¿Qué es la artritis reumatoide (AR)?
La artritis reumatoide (AR) es una artritis inflamatoria, una enfermedad crónica que afecta a las articulaciones. Provoca inflamación, dolor y rigidez articular. La artritis reumatoide temprana puede manifestarse con síntomas articulares como hinchazón y sensibilidad. El diagnóstico de la artritis reumatoide implica evaluar la afectación articular y tener en cuenta factores como el factor reumatoide y los marcadores inflamatorios. El tratamiento de la artritis reumatoide suele consistir en una combinación de medicación y cambios en el estilo de vida para controlar los síntomas y prevenir el daño articular.
Es crucial distinguir la AR de otras afecciones como el lupus eritematoso sistémico o la enfermedad inflamatoria intestinal, ya que el enfoque del tratamiento puede diferir. Además, las personas con artritis psoriásica o artritis reactiva pueden presentar síntomas articulares similares. En algunos casos pueden desarrollarse nódulos reumatoides, otro rasgo característico.
La detección y la intervención tempranas son cruciales para controlar eficazmente la artritis reumatoide y mejorar la calidad de vida.
Síntomas
La artritis reumatoide (AR) es una enfermedad polifacética con síntomas que afectan a los pacientes de forma diferente.
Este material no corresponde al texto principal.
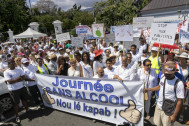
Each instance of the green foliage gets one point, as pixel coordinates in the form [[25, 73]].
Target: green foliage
[[118, 12]]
La identificación precisa de estos síntomas es crucial para el diagnóstico y para determinar el mejor curso de acción:
- Inflamación articular: Se caracteriza por un agrandamiento que hace que las articulaciones parezcan más grandes y se sientan calientes y sensibles al tacto.
- Articulaciones hinchadas: Aumento de tamaño o hinchazón en las articulaciones más grandes, como rodillas y codos, que provoca restricciones de movimiento e incomodidad.
- Artritis reumatoide activa: Dolor e inflamación articular continuos marcados por la rigidez, la fatiga y el aumento de las molestias durante los brotes.
- Síntomas de grandes articulaciones: Inflamación y posible deterioro de la movilidad en las articulaciones que soportan peso, como las caderas y los hombros.
- Afectación de la articulación interfalángica distal: La rigidez y la inflamación en las articulaciones de las puntas de los dedos de manos y pies pueden provocar deformidades.
- Enfermedad inflamatoria de las articulaciones: Dolor, rigidez y disminución de la amplitud de movimiento en las articulaciones afectadas, a menudo acompañados de enrojecimiento y calor.
- Destrucción articular: La AR prolongada puede causar daños en las articulaciones, visibles como erosión y deformidad, lo que indica una progresión avanzada de la enfermedad.
Profesionales de la salud deben reconocer estos síntomas con prontitud para ralentizar la progresión de la enfermedad y ayudar a mantener la calidad de vida de sus pacientes. El seguimiento regular y la adaptación de los enfoques terapéuticos en función de la progresión de estos síntomas son vitales para el tratamiento eficaz de la AR.
Factores de riesgo y causas de la artritis reumatoide
La artritis reumatoide (AR) se desarrolla a partir de factores genéticos, de estilo de vida y ambientales. Comprenderlos puede ayudar en la prevención y el tratamiento específico:
- Factores genéticos: Las personas con antecedentes familiares de AR tienen un riesgo mayor, lo que indica una predisposición genética a la enfermedad.
- Elecciones de estilo de vida: Fumar aumenta significativamente el riesgo de desarrollar AR y puede agravar su gravedad.
- Exposiciones ambientales: La exposición a sustancias como el sílice y el amianto, sobre todo en determinados lugares de trabajo, está relacionada con un riesgo elevado de padecer AR.
Las causas de la AR implican complejas interacciones dentro del organismo:
- Reacción autoinmune: Una respuesta inmunitaria inadecuada provoca la inflamación de la membrana sinovial, el revestimiento de las articulaciones, característica de la AR.
- Interacción genética y ambiental: La enfermedad suele ser el resultado de una susceptibilidad genética y de desencadenantes ambientales.
Como señala Wasserman (2011), estos factores contribuyen colectivamente al riesgo y al desarrollo de la AR, lo que subraya la importancia de una comprensión global para un tratamiento eficaz.